Data is powerful. He also shares that when you have the right tools when pulling data, you discover correlations, patterns, and trends that otherwise wouldn’t be found.

Data should be structurally consistent. “In order for [data] to have value, it needs to be structured. It needs to be trustworthy,” says Velazquez. It’s important to have the ability to organize data and structure it in a way that can be translated into valuable insights the whole team can understand.

CAD Data Before and After Onshape Analytics

When Velazquez began experimenting with Onshape, his team began to see that Onshape isn’t just a CAD tool but also a CAD analytics platform that can identify project trends, bottlenecks, and whether the correct workflows were in place. 

For example, Onshape’s User Dashboard details activity associated with a particular user, including external contractors and suppliers. This report shows what projects a user is working on and which design activities are taking up most of their time. Balancing projects and meeting deadlines is easier when resource allocation can be reviewed and managed for all design teams.

User dashboardThe User Dashboard showing project activity and modeling times.

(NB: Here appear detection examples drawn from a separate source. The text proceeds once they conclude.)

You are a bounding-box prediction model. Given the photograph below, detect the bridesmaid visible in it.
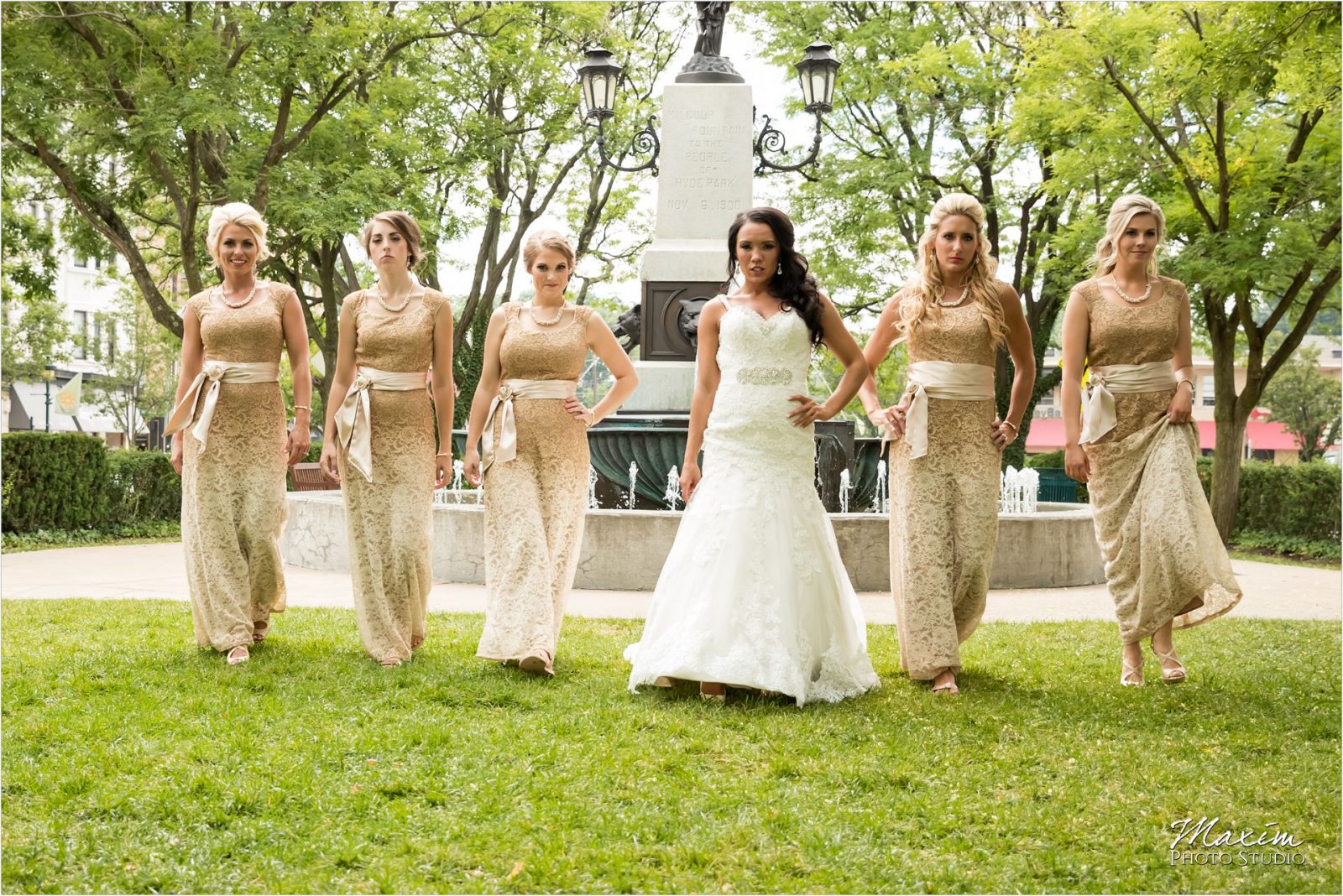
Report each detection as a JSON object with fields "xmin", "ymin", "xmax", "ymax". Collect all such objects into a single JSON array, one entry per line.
[
  {"xmin": 463, "ymin": 231, "xmax": 638, "ymax": 677},
  {"xmin": 168, "ymin": 202, "xmax": 313, "ymax": 665},
  {"xmin": 1063, "ymin": 195, "xmax": 1241, "ymax": 685},
  {"xmin": 321, "ymin": 212, "xmax": 452, "ymax": 667},
  {"xmin": 858, "ymin": 193, "xmax": 1036, "ymax": 695}
]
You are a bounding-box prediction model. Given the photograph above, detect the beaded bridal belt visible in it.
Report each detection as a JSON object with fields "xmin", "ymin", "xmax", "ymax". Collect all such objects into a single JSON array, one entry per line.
[{"xmin": 736, "ymin": 367, "xmax": 792, "ymax": 386}]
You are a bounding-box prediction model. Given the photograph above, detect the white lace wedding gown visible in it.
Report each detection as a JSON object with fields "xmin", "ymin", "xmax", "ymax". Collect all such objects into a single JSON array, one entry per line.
[{"xmin": 624, "ymin": 296, "xmax": 878, "ymax": 706}]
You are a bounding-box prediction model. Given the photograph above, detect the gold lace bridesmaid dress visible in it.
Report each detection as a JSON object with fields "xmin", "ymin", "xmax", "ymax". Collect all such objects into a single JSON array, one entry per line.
[
  {"xmin": 1076, "ymin": 276, "xmax": 1241, "ymax": 643},
  {"xmin": 181, "ymin": 283, "xmax": 293, "ymax": 652},
  {"xmin": 337, "ymin": 289, "xmax": 447, "ymax": 664},
  {"xmin": 891, "ymin": 302, "xmax": 999, "ymax": 681},
  {"xmin": 475, "ymin": 303, "xmax": 593, "ymax": 672}
]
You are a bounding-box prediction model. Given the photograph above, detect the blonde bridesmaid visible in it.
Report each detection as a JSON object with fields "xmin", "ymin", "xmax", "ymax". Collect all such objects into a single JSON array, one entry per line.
[
  {"xmin": 1063, "ymin": 195, "xmax": 1241, "ymax": 685},
  {"xmin": 321, "ymin": 212, "xmax": 452, "ymax": 667},
  {"xmin": 463, "ymin": 232, "xmax": 638, "ymax": 677},
  {"xmin": 858, "ymin": 193, "xmax": 1036, "ymax": 695},
  {"xmin": 168, "ymin": 202, "xmax": 313, "ymax": 665}
]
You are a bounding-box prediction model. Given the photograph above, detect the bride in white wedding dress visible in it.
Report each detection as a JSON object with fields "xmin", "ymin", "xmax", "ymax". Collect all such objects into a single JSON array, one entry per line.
[{"xmin": 624, "ymin": 208, "xmax": 878, "ymax": 706}]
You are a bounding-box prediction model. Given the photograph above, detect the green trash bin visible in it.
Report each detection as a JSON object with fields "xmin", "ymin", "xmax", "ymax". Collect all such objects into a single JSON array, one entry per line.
[{"xmin": 1036, "ymin": 466, "xmax": 1079, "ymax": 504}]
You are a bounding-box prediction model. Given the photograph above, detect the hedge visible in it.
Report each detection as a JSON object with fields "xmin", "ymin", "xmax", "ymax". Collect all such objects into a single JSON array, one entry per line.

“You trust the system; you trust that it's tracking who's logging in or what they're doing. Then you can make decisions and trust the data to make those decisions or grab the phone and call someone and ask, ‘Hey, what happened to your project? Why's nothing happening?’” he says.

The built-in dashboards are an added value to his role and the business as a whole, Velazquez says. With Dexcom’s previous PDM and CAD setup, he recalls spending months trying to model data in a useful way, then weeks trying to present it through their website. Now, with Onshape, design information is available right on the platform.


As another example unrelated to Dexcom, University of Toronto Professor Alison Olechowski has been using Onshape Analytics as a research laboratory. In one study, her team was able to identify four CAD modeling “personalities,” which reveals how engineering teams work together using audit trail data. 



Access to this kind of depth of CAD data can deliver fresh insights for product development teams like Dexcom to achieve faster times to market, improved product quality, and better control over lifecycles and critical deadlines.

‘Over-Excited About Data Analytics’ 

One thing is clear: Velazquez believes data is a valuable resource for any company, and he’s not afraid to show his excitement. 

“As you can tell, I’m probably a little bit over-excited about data analytics,” he says. “It really adds value to the investment of Onshape as a CAD and data management platform.”